Legal action is being considered in Spain against airlines which fly out of Malaga and charge passengers to check in their luggage and issue boarding passes.
According to weekly English language newspaper Sur in English, the Malaga Prosecution Office is compiling a list of airlines which charge to put luggage in the hold, thought to be between 15 and 20 carriers.
The newspaper reports the prosecutor’s office has vowed to take action because of complaints by customers that the practice is unfair.
The office will base its argument on the Spanish air navigation law of 1960, which says airlines are obliged to carry a passenger’s luggage within the price of the ticket.

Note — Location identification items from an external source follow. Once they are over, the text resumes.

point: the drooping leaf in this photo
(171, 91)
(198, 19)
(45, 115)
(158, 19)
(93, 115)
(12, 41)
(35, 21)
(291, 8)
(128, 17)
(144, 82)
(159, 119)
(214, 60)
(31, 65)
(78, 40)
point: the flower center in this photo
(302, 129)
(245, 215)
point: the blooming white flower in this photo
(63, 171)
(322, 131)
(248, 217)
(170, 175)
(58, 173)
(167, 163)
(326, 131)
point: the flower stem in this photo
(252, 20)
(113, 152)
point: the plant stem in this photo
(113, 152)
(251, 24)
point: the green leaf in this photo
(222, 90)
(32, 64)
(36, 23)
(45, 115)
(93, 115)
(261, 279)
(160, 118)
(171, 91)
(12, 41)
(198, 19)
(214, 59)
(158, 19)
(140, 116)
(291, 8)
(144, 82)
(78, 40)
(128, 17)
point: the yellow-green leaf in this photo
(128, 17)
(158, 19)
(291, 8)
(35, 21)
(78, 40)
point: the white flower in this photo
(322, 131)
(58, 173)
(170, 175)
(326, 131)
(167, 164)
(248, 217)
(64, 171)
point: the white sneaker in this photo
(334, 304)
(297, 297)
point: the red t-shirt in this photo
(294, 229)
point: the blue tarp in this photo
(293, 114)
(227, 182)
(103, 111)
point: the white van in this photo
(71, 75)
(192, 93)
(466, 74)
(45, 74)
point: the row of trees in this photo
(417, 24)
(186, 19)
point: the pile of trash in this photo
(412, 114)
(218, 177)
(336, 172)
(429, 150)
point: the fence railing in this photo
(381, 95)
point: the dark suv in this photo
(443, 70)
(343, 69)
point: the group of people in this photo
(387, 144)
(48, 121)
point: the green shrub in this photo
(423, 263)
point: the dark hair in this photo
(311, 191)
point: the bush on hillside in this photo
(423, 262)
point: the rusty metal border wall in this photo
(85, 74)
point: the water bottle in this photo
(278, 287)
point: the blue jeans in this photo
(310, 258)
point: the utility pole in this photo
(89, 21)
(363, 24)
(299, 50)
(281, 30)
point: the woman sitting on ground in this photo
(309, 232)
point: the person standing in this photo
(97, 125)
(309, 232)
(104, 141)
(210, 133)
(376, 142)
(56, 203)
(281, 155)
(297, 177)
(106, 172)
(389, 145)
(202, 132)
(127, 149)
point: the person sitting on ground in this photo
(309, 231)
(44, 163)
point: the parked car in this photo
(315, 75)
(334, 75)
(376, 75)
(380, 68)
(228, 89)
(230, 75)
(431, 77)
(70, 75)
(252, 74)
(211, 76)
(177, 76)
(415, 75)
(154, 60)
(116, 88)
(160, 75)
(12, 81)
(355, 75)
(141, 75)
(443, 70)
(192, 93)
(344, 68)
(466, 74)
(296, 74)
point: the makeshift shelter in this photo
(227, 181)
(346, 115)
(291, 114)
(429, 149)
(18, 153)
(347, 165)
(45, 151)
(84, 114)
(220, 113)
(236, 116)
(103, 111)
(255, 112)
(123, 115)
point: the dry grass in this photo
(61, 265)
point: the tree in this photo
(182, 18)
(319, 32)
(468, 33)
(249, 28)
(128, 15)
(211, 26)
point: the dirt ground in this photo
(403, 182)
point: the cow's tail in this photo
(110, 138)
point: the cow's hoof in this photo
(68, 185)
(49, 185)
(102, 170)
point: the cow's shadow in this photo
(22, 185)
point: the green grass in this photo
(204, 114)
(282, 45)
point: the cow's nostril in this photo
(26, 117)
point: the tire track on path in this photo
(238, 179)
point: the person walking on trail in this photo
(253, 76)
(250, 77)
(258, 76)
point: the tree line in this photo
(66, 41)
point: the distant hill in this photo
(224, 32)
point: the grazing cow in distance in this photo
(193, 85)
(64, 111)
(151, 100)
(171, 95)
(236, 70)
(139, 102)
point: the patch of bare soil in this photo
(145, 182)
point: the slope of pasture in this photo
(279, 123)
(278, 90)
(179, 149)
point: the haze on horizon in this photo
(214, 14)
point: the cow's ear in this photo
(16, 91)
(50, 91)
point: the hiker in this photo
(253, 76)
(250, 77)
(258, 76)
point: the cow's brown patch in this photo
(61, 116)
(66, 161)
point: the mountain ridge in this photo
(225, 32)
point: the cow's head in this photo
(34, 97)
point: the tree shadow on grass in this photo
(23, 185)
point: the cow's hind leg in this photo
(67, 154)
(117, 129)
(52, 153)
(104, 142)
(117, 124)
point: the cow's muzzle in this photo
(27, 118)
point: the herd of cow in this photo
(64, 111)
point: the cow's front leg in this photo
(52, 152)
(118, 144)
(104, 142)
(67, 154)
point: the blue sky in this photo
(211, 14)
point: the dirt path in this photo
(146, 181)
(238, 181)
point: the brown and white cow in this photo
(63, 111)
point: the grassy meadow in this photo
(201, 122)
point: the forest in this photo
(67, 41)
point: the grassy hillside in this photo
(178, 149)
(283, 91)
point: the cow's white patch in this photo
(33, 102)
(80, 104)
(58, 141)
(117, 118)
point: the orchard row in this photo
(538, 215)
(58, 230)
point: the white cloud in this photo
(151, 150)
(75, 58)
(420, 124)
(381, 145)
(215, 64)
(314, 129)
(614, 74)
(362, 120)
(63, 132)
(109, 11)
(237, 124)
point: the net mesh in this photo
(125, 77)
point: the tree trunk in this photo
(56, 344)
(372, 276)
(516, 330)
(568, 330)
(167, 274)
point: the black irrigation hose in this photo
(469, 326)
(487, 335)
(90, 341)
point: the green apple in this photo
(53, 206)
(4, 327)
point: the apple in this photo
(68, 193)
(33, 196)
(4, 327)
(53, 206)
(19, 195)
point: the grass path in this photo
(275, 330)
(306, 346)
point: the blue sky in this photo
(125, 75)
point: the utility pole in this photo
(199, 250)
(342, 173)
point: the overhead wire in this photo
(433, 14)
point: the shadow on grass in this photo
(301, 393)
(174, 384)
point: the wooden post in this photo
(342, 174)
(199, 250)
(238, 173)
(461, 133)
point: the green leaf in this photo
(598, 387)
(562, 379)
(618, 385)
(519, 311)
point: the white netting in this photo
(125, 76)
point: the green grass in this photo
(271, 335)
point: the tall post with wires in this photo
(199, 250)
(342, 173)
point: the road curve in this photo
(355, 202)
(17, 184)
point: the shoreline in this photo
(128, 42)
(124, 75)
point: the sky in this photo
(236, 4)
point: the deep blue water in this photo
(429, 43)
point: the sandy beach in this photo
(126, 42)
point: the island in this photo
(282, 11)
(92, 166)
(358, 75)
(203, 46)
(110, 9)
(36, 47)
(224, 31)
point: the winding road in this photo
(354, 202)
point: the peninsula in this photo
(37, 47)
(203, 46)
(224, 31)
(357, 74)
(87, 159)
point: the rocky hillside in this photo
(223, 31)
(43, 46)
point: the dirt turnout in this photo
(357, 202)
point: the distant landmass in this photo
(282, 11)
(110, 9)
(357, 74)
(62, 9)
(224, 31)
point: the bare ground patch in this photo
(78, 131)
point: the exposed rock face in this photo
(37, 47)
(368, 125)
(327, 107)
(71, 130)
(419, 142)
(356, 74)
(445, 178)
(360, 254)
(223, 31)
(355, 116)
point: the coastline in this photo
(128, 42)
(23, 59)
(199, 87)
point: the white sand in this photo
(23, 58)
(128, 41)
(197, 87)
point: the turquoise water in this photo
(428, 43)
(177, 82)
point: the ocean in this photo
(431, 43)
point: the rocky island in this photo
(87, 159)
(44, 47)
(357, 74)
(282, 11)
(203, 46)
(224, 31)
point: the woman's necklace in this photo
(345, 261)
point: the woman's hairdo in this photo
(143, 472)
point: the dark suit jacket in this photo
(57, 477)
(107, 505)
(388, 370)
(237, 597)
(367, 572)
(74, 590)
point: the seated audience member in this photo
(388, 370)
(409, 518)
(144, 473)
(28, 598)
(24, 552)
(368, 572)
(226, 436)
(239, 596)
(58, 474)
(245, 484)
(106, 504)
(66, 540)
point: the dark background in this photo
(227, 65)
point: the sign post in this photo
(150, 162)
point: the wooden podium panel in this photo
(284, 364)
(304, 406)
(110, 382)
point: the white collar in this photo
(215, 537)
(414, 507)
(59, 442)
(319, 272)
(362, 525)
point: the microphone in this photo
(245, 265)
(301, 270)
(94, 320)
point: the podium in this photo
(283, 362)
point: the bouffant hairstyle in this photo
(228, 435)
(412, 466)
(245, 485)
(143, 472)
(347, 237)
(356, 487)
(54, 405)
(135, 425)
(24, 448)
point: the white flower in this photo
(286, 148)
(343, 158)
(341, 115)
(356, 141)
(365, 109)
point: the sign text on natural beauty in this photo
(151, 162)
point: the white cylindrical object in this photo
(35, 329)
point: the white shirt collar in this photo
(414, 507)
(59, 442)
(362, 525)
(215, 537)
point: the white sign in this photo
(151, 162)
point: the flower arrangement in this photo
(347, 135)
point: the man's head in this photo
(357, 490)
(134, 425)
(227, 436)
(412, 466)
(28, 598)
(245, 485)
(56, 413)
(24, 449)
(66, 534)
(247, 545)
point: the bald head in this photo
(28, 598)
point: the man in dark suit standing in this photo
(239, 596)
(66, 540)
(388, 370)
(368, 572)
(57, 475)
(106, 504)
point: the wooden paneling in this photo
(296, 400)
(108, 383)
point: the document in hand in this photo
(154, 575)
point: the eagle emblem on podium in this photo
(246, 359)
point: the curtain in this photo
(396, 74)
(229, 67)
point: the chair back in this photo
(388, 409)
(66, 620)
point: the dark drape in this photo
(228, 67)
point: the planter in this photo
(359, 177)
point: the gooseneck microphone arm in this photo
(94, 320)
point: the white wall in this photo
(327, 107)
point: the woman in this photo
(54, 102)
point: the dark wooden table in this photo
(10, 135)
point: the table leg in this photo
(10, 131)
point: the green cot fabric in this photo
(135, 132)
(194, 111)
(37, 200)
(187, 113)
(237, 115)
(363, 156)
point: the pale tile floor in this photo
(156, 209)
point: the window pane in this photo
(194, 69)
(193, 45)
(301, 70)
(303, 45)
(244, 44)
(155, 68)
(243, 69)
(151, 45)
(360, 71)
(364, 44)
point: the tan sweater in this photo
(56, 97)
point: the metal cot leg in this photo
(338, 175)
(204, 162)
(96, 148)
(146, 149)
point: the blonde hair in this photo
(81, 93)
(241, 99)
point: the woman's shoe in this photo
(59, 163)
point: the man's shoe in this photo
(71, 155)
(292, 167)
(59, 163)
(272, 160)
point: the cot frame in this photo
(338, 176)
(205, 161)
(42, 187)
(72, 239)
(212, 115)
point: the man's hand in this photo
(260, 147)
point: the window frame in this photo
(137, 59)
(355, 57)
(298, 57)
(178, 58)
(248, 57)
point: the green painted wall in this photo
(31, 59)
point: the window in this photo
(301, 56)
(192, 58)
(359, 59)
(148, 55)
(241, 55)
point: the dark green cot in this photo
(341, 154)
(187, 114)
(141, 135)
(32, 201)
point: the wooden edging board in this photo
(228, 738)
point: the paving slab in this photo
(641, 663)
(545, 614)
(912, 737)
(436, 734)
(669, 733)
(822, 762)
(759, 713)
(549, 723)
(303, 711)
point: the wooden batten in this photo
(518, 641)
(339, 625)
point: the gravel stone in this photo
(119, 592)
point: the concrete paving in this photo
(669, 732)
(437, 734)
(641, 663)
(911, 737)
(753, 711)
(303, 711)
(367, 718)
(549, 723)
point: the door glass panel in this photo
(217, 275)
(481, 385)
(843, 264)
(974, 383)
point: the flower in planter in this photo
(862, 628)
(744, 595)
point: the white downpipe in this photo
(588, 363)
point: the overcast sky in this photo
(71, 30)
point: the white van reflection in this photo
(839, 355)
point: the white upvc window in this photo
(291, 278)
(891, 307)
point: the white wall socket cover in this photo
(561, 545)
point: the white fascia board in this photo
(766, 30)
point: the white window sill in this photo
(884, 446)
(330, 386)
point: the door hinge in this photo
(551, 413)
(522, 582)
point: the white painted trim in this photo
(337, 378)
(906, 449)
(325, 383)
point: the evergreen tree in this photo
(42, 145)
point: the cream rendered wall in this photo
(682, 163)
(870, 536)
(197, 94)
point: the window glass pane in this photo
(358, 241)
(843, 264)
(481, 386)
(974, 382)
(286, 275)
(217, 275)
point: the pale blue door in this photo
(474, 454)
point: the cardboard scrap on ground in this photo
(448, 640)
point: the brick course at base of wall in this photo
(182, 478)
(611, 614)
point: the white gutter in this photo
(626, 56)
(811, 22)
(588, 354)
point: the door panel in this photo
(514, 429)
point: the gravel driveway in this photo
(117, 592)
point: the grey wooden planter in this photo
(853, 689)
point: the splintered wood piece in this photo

The action, likely to be heard in a regional Spanish court, will be largely aimed at budget carriers although the policy is becoming more widespread.
Recent research showed the amount airlines received from ancilliary revenue, which includes baggage fees, increased by 66% from 2009 to 2011. The Amadeus Review of Ancilliary Results for 2011, researched by aviation consultancy IdeaWorksCompany, showed airlines globally took more than £14 billion in ancillary revenue on credit cards last year.
In a second case, the Malaga prosecution office is keen to take action against airlines which charge passengers to check-in, despite the fact it is an essential part of their journey.
This follows a separate case in May this year, in which the Spanish consumers action group FACUA reported Ryanair for charging €50 to anyone carrying more than one piece of hand luggage. It cited the same 1960 law and said the low-cost airline’s practice was illegal.